You need a miniband or just a piece of light resistance band tied in a loop.

Place the resistance just above your knees.

1) MiniBand Squat or how to use your hips through range…

If you cannot see the video above, click HERE.

  • Position your feet hip width (or at your neutral squat stance – for some of you it might be slightly wider).
  • Without moving your feet, pull your knees apart (putting a stretch on the band) so your knee caps are aligned over your ankles.
  • Can you see (and feel) how this puts tension on your lateral hip muscles (the muscles on the outside of your bum cheeks)?
  • Now, maintain that ‘pull apart’ with the knees and slowly descend into your squat using a normal squat pattern, leading with your hips moving back as opposed to your knees moving forward.
  • Do 8-12 reps where you squat for 4s and take 4s to return to your starting position.
  • We use this in our base training phase and then as part of a dynamic warm up/muscle activation circuit.

2) MiniBand Monster Walk or how to control your pelvis while moving…

If you cannot see the video above, just click HERE.

  • The miniband is still just above the knees for this one.
  • You will stand with a hip width stance (not wider).
  • Imagine you are standing on two railway tracks that are exactly hip width. You are going to walk along those tracks keeping your feet over them even when they are not in contact with the ground. You will have to use your lateral hip muscles to maintain that position during the swing phase of your gait, when your foot is not on the ground AND you will have to use your lateral hip muscles on the weight bearing leg to maintain a neutral pelvis otherwise your hip will dip down on the swing leg side.

Although we call it a “Monster Walk” try not to walk like Frankenstein. Relax a little, try to make it somewhat fluid. Stay lose in the knees and make sure you land on your heel and roll off your toe as you walk, just like you would with your normal gait pattern.

  • Do 10 steps with each leg forward. Again, this is a great dynamic warm up/muscle activation exercise.

3) MiniBand Step Lateral or use your hips to move and stabilize…

If you cannot see the video above, click HERE.

You guessed it, the miniband is still just above the knees for this exercise.

We used to do the Step Lateral with bent knees sometimes and with poker straight knees sometimes (like in this video) – but after reading a review article from Mike Reinold showing that the glute med is more active with the hip flexed and the knee bent, we now always do it from that semi-squat ready position.

This one is tricky – if you find it easy and don’t really feel it working your lateral hip, then you are more than likely doing it wrong – especially if it is a new exercise for you.

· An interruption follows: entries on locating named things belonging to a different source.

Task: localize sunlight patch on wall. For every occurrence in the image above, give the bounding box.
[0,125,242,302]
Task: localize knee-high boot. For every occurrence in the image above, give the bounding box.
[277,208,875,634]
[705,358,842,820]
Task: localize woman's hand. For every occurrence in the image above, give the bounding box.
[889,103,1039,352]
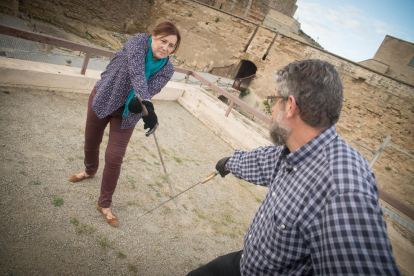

  • The key is to keep your pelvis and shoulders level and your knees pointing straight ahead (do not let them pinch in at all).
  • For a lot of you it will feel impossible to perform the exercise without some sway from side to side (or what we call teeter-totter), so you tell yourself that a little bit is okay. You tell yourself that it is impossible to do otherwise; but you are wrong.
  • If you’re hips are strong enough and smart enough, you can do this exercise with your weight bearing side stabilizing your pelvis as you step with the other leg.
  • Take as small a step as necessary to maintain that neutral pelvis.
  • Do 10 steps each way.

So there are three exercises to get your hips going – don’t do them all at the same time – choose one or two for your warm-up or workout.

These exercises are a like rotator cuff exercises for the baseball pitcher, you want to introduce fatigue, but if you keep going beyond that into survival mode with your hip muscles burning, burning, burning – then you will be calling upon other muscles to come and help out. But we are not trying to train those compensatory muscles, so as soon as you feel a mild-to-medium fatigue set in, it is time to stop.

Cheers,
M

PS – woohooo – websites are all finally back up (as you can see) – thanks for your patience during the downtime.